At the turn of the twentieth century, the Midwest played a crucial but often under-acknowledged role in facilitating the cultures of U.S. imperialism in the Philippines: from servicemen hailing from states in the region, including Indiana, Nebraska, North Dakota, and South Dakota, being deployed to fight in the Spanish– and Philippine–American Wars; to scientists and politicians from Michigan influencing knowledge about and governance of the Philippines after its declaration of independence from Spain; to the 1904 St. Louis World’s Fair’s display of over a thousand people from all over the Philippine archipelago; and to pensionadxs studying at land-grant universities such as Iowa State, Kansas State, the University of Illinois, and the University of Minnesota.

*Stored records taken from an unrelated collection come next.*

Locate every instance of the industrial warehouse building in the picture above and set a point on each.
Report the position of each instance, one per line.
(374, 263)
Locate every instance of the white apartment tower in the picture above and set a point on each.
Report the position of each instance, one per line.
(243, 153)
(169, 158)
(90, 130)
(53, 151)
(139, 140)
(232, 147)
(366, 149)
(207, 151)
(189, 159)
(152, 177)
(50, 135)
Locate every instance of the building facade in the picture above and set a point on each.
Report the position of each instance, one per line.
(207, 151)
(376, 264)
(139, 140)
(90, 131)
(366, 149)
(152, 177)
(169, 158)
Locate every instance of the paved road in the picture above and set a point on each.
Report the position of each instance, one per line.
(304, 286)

Because Midwesterners were over there, in the Philippines at the turn of the twentieth century, Filipinxs have been over here, in the Midwest since the early twentieth century (a riff on Black cultural studies scholar Kobena Mercer’s oft-quoted phrase, “we are here because you where there” [Welcome to the Jungle, 7]). By locating Filipinxs in the geographic center of the U.S. metropole and placing them at the heart of the narrative, the literary, performative, and televisual materializations of the queer diasporic Filipinx Midwest that I analyze in the book collectively engender alternative mappings of race, gender, sexuality, region, nation, diaspora, and empire.
Such a centered peripheral vision opens up new vistas and relationalities that could be missed when the Midwest is dismissed simply as “flyover country.”